Willkommen im "Hotel Savoy"

08.10.2010 | Stand 03.12.2020, 3:36 Uhr

Ein Theaterwunder: Brigitte Hobmeier in einer ihrer sieben Rollen an diesem Abend als hochschwangere Frau Santschin. - Foto: Blievernich

München (DK) Die Franzosen haben so schöne Worte: "Le monde intermédiaire" ist die Zwischenwelt, der Raum zwischen zwei Lebenssphären, aber auch die Spanne zwischen Leben und Tod.

In einem solchen Zwischen-Raum findet sich der Kriegsheimkehrer Gabriel Dan, als er im Jahr 1919 in Lodz eines der billigsten Zimmer des Hotels Savoy bezieht, um dort seine Zukunft zu planen. An einer Schwelle befindet sich auch Johan Simons, der gerade neu angetretene Intendant der Kammerspiele, aus der freien Szene in den Niederlanden in das wohlgefederte Korsett eines städtischen Vorzeigehauses schlüpfend. Alte Bekannte mögen hilfreich sein bei solch einem Paradigmenwechsel und so hat er, der den Roman "Rechts und Links" als Lieblingsbuch nennt und für München bereits Joseph Roths "Hiob" dramatisierte, sich quasi mit dem Buch in der Hand am neuen Arbeitsplatz eingefunden.

Es ist ein für Münchner Verhältnisse verblüffendes Statement, nicht mit einem der großen Reißer und dem gesammelten Bühnenzauber des geschichtsträchtigen Jugendstilbaus an der Maximilianstraße zu eröffnen, und Simons bekräftigt damit seinen Vorsatz, das Theater in die Stadt hinein zu tragen. Das ehemals "neue Haus" heißt jetzt "Spielhalle" und wird in einem Einheitsbühnenbild im Erdgeschoss bespielt.

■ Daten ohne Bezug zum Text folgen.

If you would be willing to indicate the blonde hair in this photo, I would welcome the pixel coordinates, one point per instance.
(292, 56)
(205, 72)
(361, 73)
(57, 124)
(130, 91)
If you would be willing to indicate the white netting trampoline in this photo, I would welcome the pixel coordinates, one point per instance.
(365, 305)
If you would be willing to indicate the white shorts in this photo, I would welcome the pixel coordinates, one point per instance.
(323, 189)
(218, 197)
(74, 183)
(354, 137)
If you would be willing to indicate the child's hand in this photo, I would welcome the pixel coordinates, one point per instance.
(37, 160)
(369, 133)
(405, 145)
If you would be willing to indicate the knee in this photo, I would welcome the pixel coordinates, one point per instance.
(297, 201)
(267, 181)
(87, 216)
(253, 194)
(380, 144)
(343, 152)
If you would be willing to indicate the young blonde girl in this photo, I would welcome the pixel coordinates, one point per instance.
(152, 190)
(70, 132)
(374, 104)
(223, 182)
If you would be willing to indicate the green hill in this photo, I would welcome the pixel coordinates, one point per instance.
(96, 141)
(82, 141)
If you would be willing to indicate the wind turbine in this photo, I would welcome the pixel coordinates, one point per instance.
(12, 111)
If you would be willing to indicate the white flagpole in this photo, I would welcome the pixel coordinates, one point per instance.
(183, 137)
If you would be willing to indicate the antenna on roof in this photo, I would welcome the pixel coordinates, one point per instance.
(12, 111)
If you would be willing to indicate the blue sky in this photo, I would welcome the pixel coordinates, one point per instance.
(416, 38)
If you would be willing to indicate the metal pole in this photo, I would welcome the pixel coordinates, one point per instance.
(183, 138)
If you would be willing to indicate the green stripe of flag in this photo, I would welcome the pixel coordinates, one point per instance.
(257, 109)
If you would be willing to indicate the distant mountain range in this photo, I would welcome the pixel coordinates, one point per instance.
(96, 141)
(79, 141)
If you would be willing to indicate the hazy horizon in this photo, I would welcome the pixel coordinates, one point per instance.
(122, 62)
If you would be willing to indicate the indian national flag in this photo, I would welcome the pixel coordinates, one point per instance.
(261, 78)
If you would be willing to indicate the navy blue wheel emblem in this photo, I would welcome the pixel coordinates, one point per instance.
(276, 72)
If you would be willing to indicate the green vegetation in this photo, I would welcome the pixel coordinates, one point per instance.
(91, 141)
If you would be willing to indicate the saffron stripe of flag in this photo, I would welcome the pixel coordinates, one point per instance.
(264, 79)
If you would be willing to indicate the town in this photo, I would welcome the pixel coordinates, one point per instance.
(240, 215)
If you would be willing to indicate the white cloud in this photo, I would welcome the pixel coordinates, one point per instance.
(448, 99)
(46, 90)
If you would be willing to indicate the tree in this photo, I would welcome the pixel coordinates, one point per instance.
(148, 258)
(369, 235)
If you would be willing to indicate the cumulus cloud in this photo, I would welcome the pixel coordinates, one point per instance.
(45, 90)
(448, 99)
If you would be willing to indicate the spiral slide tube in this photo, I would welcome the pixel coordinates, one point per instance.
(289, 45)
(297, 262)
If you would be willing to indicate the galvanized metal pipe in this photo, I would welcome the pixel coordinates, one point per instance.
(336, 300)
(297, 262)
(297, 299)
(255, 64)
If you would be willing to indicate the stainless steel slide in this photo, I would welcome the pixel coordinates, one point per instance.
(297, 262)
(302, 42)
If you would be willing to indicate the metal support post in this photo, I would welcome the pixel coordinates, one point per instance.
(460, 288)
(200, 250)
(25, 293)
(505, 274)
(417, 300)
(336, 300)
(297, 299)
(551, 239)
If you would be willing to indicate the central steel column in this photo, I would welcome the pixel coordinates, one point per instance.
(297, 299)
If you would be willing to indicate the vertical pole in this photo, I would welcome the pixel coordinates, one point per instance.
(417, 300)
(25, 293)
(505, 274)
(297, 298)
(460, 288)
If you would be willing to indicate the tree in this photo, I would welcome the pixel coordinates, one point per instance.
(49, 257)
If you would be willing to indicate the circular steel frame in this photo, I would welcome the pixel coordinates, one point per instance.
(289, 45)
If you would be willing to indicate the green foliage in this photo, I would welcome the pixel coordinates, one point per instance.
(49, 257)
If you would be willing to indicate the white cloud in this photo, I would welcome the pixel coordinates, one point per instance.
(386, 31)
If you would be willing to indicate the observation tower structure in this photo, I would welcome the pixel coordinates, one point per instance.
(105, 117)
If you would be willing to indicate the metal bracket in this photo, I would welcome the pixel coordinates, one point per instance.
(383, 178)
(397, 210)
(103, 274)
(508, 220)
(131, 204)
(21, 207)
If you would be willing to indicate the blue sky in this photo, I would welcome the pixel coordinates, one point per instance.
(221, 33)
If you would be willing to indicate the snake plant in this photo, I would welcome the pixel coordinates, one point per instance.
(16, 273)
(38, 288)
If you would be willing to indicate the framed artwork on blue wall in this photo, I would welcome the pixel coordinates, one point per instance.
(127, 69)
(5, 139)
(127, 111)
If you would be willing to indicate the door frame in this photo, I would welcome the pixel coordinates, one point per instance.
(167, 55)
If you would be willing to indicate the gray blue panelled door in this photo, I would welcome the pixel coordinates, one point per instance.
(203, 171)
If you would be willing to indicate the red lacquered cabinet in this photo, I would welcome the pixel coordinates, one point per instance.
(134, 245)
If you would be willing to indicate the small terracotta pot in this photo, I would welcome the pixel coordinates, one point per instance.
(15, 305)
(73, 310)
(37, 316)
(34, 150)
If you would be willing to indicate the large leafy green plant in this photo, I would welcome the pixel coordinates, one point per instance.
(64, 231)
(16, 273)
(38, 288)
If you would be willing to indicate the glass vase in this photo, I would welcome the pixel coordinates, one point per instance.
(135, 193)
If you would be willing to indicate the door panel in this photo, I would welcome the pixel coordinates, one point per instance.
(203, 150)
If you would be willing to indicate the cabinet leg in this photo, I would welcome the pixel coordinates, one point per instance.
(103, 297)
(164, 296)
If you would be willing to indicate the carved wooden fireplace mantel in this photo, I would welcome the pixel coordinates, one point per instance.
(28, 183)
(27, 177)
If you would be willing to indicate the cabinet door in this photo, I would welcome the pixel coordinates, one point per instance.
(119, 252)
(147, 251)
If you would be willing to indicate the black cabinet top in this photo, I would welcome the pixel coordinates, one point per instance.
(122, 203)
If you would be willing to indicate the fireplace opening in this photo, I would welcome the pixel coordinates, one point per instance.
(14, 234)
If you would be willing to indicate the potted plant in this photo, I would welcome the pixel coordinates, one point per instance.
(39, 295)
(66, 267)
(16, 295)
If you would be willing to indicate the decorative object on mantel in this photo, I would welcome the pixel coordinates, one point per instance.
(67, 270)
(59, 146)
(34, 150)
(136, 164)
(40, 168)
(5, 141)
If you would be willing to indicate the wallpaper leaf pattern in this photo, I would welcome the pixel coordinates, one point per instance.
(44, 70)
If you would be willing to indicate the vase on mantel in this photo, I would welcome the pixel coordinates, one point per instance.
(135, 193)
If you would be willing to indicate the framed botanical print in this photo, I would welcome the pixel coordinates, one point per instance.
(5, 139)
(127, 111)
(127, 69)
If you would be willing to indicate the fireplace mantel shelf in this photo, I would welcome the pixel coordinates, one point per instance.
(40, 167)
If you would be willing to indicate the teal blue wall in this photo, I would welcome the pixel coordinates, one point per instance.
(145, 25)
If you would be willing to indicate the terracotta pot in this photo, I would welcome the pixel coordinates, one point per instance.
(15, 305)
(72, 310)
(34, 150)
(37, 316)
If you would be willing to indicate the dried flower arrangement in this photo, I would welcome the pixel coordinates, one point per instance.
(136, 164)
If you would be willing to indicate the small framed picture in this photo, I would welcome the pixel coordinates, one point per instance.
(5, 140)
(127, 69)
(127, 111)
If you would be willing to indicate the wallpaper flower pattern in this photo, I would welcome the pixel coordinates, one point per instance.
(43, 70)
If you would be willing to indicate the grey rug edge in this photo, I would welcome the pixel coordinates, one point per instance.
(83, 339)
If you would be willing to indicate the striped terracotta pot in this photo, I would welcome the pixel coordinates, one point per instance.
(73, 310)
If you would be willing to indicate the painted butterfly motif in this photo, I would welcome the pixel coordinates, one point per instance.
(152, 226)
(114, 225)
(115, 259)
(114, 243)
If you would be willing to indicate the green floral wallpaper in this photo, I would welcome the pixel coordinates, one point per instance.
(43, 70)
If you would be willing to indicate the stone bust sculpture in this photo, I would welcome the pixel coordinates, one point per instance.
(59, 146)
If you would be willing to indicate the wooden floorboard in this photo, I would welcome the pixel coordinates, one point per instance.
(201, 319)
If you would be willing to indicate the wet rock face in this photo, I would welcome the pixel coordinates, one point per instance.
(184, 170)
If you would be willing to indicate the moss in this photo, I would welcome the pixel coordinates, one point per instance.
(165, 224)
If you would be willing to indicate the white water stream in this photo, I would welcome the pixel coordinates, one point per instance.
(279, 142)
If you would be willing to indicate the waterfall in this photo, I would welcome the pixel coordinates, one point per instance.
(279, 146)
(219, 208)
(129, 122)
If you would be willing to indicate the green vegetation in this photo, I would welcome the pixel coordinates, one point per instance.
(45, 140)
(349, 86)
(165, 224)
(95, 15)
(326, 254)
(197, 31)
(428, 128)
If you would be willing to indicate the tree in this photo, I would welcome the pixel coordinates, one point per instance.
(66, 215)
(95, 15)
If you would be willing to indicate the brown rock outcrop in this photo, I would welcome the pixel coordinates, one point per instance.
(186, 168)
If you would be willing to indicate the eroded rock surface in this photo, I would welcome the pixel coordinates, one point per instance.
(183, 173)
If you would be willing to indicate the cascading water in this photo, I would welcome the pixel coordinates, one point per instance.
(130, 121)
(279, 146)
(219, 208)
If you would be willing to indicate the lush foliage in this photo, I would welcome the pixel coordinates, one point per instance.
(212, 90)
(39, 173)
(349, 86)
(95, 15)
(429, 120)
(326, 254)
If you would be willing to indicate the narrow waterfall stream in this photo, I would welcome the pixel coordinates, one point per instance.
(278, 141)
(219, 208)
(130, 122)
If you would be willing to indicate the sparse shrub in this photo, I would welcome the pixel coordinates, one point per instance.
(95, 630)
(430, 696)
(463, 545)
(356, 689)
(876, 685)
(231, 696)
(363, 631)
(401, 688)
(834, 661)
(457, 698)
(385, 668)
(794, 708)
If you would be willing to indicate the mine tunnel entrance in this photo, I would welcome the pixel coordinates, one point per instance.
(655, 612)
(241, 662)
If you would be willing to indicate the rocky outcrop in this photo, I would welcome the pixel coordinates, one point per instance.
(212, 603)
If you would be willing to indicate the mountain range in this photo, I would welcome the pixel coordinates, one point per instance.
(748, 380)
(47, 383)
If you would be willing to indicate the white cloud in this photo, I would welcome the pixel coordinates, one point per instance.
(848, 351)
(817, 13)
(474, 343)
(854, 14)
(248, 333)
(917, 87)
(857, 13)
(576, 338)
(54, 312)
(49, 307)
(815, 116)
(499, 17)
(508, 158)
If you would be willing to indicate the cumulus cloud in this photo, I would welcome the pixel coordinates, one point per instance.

Der Weg dorthin glitzert glühbirnenverliebt wie ein Christkindelmarkt.

Der Schauplatz macht mit seiner voll einsichtigen Raumbühne, die das Publikum in zwei Gruppen sich gegenübersitzend anordnet, zunächst wenig her. Der neue Raum entpuppt sich schließlich aber als virtuos bespielbarer Zauberkasten mit praktikabler Unterbühne, reichhaltigen Auftrittsmöglichkeiten (sogar mittels eines Aufzuges, der als Seitenbühne fungiert) und der angemessenen Ausstattung an Licht- und Nebelmaschinerie.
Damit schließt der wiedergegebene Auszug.